Die Herangehensweise der Autorin ans heikle Thema "Mobbing" überzeugt auf den ersten Blick. Sehr geschickt packt sie die Elemente in die jeweiligen Perspektiven hinein: Nadja erlebt die Mobbing-Situation sozusagen als Außenstehende, Lukas als Opfer, Jenny und Lennard als Beteiligte, denen aber dabei je länger desto mehr unwohl ist. Leider vermag Christine Biernath das Versprechen, das sie mit dem Thema und dem Aufbau des Romans gibt, nicht einzuhalten. Die Protagonisten bleiben blutleer und agieren nicht immer nachvollziehbar. Insbesondere Nadja wirft einige Fragen auf. Als Mädchen mit Rundungen entspricht sie ganz und gar nicht dem gängigen Schönheitsideal. Dies ist ihr auch sehr bewusst und so ist sie betroffen, als sie die negativen Äußerungen über sie mitbekommt. Nach einer äußerst kurzen Rücksprache mit der vielbeschäftigten Mutter und einer etwas tiefer gehenden Anleitung ihrer Freundin Ellie ist Nadja aber in der Lage, die Verletzungen beiseite zu packen und schlagfertig gegen die Anfeindungen anzugehen. Genau hier verliert aber die Autorin massiv an Glaubwürdigkeit. Denn Nadjas Coolness will nicht so recht zu ihren Selbstzweifeln passen. Die kurzen Passagen mit den verbalen Streicheleinheiten ihrer Mutter vermögen diese Situation nicht zu klären.  Zu sehr bleibt der Zuspruch an der Oberfläche, als dass er das Selbstvertrauen des Mädchens ernsthaft stärken könnte.
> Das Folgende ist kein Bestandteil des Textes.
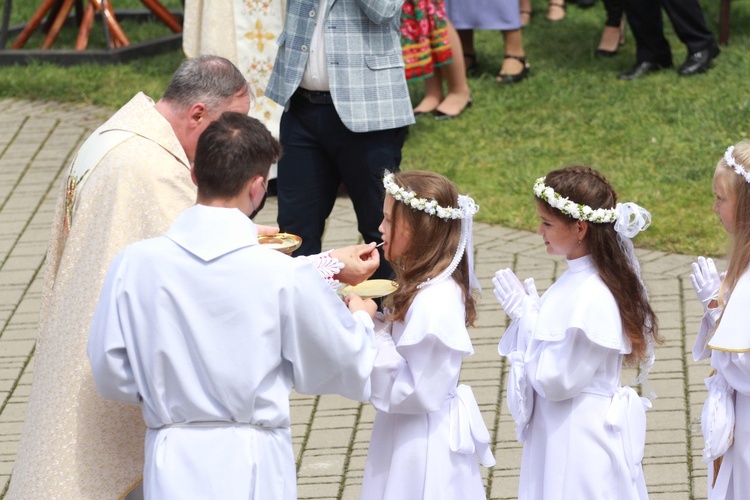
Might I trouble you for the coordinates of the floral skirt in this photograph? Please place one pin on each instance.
(424, 37)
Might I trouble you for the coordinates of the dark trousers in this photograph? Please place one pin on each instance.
(319, 154)
(614, 9)
(644, 17)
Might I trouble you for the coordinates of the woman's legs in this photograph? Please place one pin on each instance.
(454, 75)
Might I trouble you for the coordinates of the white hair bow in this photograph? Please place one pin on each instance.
(631, 219)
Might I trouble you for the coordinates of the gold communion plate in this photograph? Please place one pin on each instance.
(283, 242)
(372, 289)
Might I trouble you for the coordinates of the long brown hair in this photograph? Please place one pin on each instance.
(736, 187)
(433, 243)
(588, 187)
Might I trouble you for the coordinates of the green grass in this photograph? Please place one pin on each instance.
(657, 139)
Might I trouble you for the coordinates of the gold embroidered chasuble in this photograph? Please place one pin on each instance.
(76, 444)
(245, 32)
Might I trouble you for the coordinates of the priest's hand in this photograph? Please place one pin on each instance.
(267, 230)
(357, 303)
(360, 261)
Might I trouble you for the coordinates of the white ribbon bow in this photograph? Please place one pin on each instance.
(627, 415)
(631, 219)
(469, 434)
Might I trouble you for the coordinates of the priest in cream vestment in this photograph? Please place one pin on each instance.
(129, 181)
(245, 32)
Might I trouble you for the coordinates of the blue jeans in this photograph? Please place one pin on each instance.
(320, 153)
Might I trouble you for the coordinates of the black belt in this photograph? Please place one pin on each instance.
(315, 96)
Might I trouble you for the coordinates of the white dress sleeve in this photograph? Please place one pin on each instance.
(520, 393)
(113, 373)
(708, 324)
(330, 350)
(564, 368)
(327, 266)
(735, 367)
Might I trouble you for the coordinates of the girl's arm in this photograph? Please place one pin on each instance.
(735, 367)
(416, 378)
(564, 368)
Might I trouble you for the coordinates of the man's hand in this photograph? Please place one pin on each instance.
(360, 261)
(267, 230)
(357, 303)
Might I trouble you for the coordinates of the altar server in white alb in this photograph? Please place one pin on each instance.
(428, 430)
(584, 433)
(208, 332)
(725, 334)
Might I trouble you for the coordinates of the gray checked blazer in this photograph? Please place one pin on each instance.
(364, 61)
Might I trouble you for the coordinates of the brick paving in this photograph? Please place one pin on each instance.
(331, 434)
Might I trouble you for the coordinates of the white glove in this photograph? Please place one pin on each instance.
(511, 293)
(706, 281)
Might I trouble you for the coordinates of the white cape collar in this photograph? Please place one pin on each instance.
(210, 232)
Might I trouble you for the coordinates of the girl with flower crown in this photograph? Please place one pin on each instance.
(427, 428)
(724, 334)
(584, 433)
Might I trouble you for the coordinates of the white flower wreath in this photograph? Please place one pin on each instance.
(732, 163)
(571, 208)
(430, 207)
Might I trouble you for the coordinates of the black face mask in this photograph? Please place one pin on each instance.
(259, 207)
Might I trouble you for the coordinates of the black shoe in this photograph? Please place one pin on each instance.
(471, 63)
(439, 115)
(606, 53)
(505, 78)
(699, 62)
(642, 68)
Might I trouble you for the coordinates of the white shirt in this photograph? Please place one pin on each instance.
(315, 76)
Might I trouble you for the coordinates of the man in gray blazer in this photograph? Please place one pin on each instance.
(339, 73)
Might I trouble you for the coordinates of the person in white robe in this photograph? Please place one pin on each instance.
(428, 430)
(208, 331)
(583, 433)
(129, 181)
(724, 335)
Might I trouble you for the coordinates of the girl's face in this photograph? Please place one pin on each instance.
(396, 239)
(724, 203)
(560, 236)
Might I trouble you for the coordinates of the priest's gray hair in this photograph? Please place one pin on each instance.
(212, 80)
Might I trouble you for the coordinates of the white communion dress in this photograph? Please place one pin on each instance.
(427, 430)
(584, 433)
(726, 415)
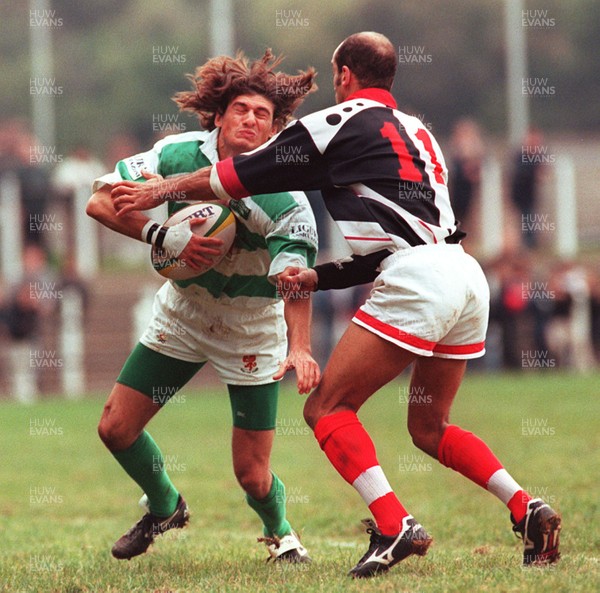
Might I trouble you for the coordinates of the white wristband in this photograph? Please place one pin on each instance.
(217, 186)
(177, 238)
(150, 232)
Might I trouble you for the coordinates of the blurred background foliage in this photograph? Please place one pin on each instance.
(103, 59)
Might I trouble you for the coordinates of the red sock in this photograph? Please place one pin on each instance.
(351, 451)
(467, 454)
(518, 504)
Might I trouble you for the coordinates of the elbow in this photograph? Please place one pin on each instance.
(91, 208)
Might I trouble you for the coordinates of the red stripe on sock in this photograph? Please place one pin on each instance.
(518, 504)
(467, 454)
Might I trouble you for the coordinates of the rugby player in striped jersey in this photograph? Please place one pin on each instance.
(384, 181)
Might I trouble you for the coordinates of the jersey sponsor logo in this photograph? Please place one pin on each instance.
(304, 231)
(134, 166)
(250, 365)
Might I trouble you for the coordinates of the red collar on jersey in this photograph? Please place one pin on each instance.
(379, 95)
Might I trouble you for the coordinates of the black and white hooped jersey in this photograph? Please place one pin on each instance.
(381, 173)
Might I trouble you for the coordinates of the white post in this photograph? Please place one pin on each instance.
(11, 229)
(72, 344)
(492, 216)
(515, 40)
(86, 234)
(566, 208)
(221, 27)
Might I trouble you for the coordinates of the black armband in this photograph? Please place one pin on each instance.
(361, 269)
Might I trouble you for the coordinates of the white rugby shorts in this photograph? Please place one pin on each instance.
(432, 300)
(244, 345)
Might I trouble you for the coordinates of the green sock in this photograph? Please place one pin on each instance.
(271, 509)
(144, 462)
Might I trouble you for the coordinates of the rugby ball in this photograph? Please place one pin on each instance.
(220, 223)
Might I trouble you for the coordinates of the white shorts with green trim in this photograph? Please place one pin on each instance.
(244, 345)
(432, 300)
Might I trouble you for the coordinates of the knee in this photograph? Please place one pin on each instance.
(427, 436)
(255, 481)
(115, 436)
(312, 411)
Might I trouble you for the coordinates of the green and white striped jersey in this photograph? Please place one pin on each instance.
(273, 230)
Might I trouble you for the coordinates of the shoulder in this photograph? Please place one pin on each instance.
(184, 137)
(324, 125)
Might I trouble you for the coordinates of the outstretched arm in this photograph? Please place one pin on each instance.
(179, 240)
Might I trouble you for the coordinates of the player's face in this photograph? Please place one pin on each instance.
(338, 88)
(246, 124)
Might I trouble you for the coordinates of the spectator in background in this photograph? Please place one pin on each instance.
(27, 159)
(466, 157)
(79, 168)
(22, 316)
(570, 328)
(525, 181)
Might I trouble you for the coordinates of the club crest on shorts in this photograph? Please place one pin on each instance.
(250, 364)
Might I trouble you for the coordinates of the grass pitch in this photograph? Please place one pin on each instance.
(64, 500)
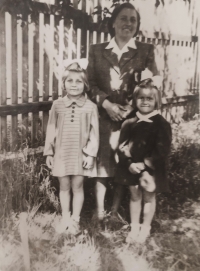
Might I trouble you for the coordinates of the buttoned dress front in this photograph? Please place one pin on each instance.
(72, 132)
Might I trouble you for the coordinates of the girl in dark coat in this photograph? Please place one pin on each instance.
(143, 148)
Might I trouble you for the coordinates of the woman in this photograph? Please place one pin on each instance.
(114, 69)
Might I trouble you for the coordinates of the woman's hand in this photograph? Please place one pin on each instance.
(49, 161)
(113, 110)
(136, 168)
(88, 162)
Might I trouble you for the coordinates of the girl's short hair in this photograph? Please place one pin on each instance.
(148, 83)
(114, 15)
(75, 67)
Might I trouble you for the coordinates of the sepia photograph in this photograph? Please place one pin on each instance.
(99, 135)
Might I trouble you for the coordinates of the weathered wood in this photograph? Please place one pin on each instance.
(35, 116)
(14, 94)
(25, 79)
(25, 108)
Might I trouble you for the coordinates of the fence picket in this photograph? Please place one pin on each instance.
(24, 79)
(3, 120)
(35, 116)
(14, 94)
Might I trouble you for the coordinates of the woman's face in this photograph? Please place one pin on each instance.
(74, 84)
(125, 24)
(145, 101)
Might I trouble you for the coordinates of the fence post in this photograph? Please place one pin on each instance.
(3, 123)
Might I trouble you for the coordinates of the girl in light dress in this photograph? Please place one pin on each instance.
(72, 142)
(143, 148)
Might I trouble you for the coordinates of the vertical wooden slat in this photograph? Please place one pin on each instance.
(3, 123)
(46, 59)
(35, 116)
(25, 79)
(55, 46)
(46, 73)
(41, 55)
(84, 33)
(14, 82)
(61, 50)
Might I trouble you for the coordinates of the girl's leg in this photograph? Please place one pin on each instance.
(77, 203)
(135, 203)
(149, 207)
(78, 195)
(100, 190)
(148, 213)
(118, 195)
(65, 187)
(135, 211)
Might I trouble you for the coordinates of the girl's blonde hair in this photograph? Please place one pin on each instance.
(75, 67)
(148, 83)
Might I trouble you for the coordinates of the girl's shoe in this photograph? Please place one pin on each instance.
(99, 220)
(74, 227)
(63, 224)
(143, 234)
(133, 234)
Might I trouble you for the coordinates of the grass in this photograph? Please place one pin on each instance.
(174, 244)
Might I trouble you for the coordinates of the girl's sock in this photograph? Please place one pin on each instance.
(144, 233)
(134, 233)
(64, 223)
(74, 227)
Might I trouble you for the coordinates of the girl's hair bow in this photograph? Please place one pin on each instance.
(82, 63)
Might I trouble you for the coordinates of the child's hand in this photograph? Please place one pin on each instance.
(49, 161)
(88, 162)
(136, 168)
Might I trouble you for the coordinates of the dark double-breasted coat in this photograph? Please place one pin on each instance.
(149, 143)
(115, 81)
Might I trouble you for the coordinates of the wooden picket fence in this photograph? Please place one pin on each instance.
(31, 58)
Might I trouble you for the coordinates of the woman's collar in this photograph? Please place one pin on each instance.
(147, 117)
(112, 44)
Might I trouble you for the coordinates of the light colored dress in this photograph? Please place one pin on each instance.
(72, 132)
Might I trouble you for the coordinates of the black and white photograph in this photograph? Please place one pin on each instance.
(99, 135)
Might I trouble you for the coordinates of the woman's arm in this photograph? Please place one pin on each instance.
(92, 145)
(98, 96)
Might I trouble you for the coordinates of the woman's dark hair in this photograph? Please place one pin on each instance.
(114, 15)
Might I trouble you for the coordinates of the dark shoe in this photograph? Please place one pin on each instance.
(99, 221)
(116, 221)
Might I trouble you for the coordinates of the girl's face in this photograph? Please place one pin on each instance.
(125, 24)
(145, 101)
(74, 84)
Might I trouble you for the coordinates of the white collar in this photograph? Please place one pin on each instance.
(115, 49)
(80, 102)
(147, 117)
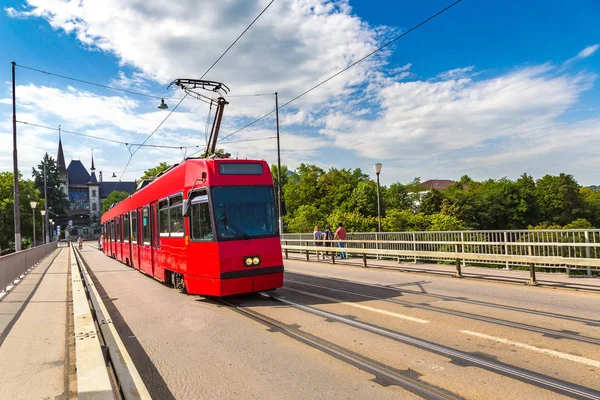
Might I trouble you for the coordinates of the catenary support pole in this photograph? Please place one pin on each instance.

Unglaubwürdig bleibt auch die Entwicklung, die Jenny und Lennard durchmachen. Hier setzt die Autorin stark auf das Bild der eigentlich Guten, die sich dessen zu wenig bewusst sind und erst durch verschiedene Ereignisse daran erinnert werden müssen. Diese Auseinandersetzung mit sich selbst passiert aber im Buch ausschließlich an der Oberfläche. Es fehlt an Tiefe, es gibt keine Phase, in der die Protagonisten zweifeln und entsprechend handeln. So bleiben die vier letztlich in ihren Welten stecken. Anstatt sich aber nun mit dem Mobbing näher auseinander zu setzen, spricht Christine Biernath etliche weitere, heikle Themen an: So etwa erlebt Lennard, wie sich sein Vater um ein Baby kümmert, das er mit seiner neuen Partnerin hat, während Lennard seine Aufmerksamkeit nie wirklich hatte. Lukas hingegen versucht, seine körperlichen Einschränkungen durch Internet-Spiele zu kompensieren, und auch Nadja, die mit dem Wechsel ihres Umfeldes fertig werden muss, ist mehr oder weniger auf sich allein gestellt. Dass der Roman nach gerade mal 174 Seiten abrupt zu Ende ist, verstärkt das Gefühl, nicht richtig auf seine Kosten gekommen zu sein.

FAZIT

Ein spannendes Thema, ein gutes Konzept und eine ideale Ausgangslage sind kein Garant dafür, dass die Geschichte auch funktioniert. Christine Biernath macht zu wenig aus den Vorgaben und bleibt viel zu stark an der Oberfläche, um eine nachwirkende Aussage zu machen. Der Roman ist nett, vermag aber über weite Strecken nicht zu überzeugen und lässt viele Fragen offen. Hier wünschte man sich, die Autorin gäbe der ganzen Geschichte mehr Substanz.

Nicht mit mir!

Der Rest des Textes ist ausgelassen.